SAWT BEIRUT INTERNATIONAL

| 28 November 2022, Monday |

Le discours des première et troisième présidences… Le « Hezbollah » contrôle ses détails

En 1908, Eugene Bleuler écrivit, sur les racines du mot « schistophrénie » en tant qu’état de maladie mentale, qui vise à décrire la séparation fonctionnelle entre la personnalité, la pensée et la cognition.

Cependant, il ne s’est pas rendu compte que cette maladie avait muté au Liban, de sorte que les symptômes sont passés de l’esprit à la politique et ont infecté un grand nombre de responsables libanais en fonction de la différence entre leur responsabilité nationale et leur propre ambition politique.

En plus de leur méconnaissance de la réalité vécue par le peuple libanais alors qu’il croupit dans son propre monde.

Hier, les Libanais attendaient le discours du président de la République, le général Michel Aoun, qui s’est abstenu de répondre aux questions des journalistes après sa participation à la messe de Noël à l’édifice patriarcal de Bkerké, promettant une réponse lundi.

Le contenu du discours télévisé était le principal matériel sur les sites Web et les pages de médias sociaux sur ce qui pourrait être la «bombe» que le président fera exploser, selon les descriptions qui ont été répétées dans plus d’une analyse.

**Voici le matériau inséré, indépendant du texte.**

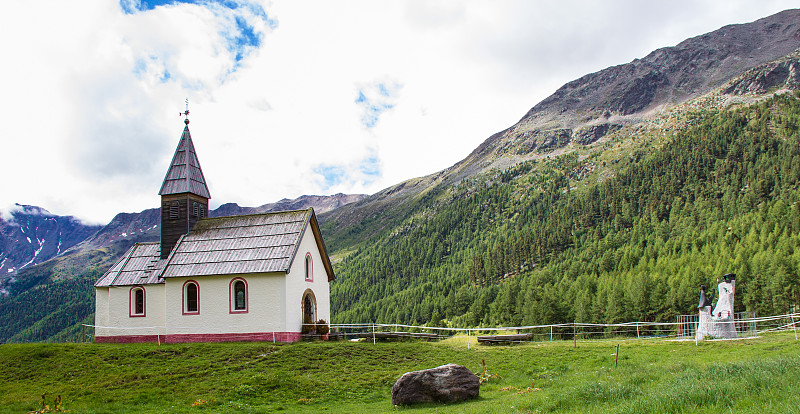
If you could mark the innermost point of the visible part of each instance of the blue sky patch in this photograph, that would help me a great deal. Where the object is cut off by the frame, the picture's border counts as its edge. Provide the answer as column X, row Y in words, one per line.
column 365, row 172
column 376, row 99
column 241, row 34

D’autant que le chef du « Mouvement patriotique libre », Gebran Bassil, défiait son allié, le « Hezbollah », sans le nommer, à travers la diffusion d’une cassette vidéo, dans laquelle il montre sa défiance à travers un message qui lui est adressé sans le nommer…

Cependant, quel que soit le niveau et le ton des querelles verbales, la visite du chef de l’Unité de liaison et de coordination du Hezbollah, Wafiq Safa al-Bayada, a peut-être joué le rôle le plus important dans le blanchiment de certaines pages du discours présidentiel.

Cela était évident en attribuant la responsabilité à un système politique, qui n’inclut pas de noms, malgré sa référence à certains dossiers liés à son allié.

A commencer par l’échec du Conseil des ministres et le tenir pour responsable de ceux qui l’obstruent, et bien sûr la stratégie de défense qu’il a promis de mettre en avant dès le premier jour de son élection, mais quels sont les mois qui restent à son mandat, qui ne lui permettra pas de le mettre sur la table du dialogue avec ceux à qui il a reproché l’échec de nombreux projets.

Quant au président Najib Mikati, qui a tenu une conférence de presse dans l’urgence avant de se rendre dans la capitale britannique, il est sorti pour s’absoudre de l’obstruction.

C’est lui qui essaie de toutes ses forces de revenir à la table du cabinet, mais il a peur d’une rupture interne, et ainsi, il a voulu répondre à l’insistance du président Aoun à reprendre les travaux du gouvernement.

Il a quitté le règlement qui se préparait, dans le but de renverser l’enquêteur judiciaire, Tarek Bitar.

Et la source conclut que le discours des première et troisième présidences, « le Hezbollah » contrôle ses détails.

Il est capable d’empêcher le gouvernement de tenir des sessions et de menotter son président, qui ne reconnaît pas la présence de l’influence iranienne au Liban, mais en même temps, il dénonce l’ingérence dans les affaires intérieures des États arabes du Golfe.

Quant au « flux orange », devenu assiégé électoralement, il ne peut pas abandonner Haret Hreik via Mar Mikhael, car ce dernier a toujours la capacité de livrer le plus grand bloc chiite à la place Nejmeh, mais il a besoin de quelqu’un pour le sécuriser avec une couverture.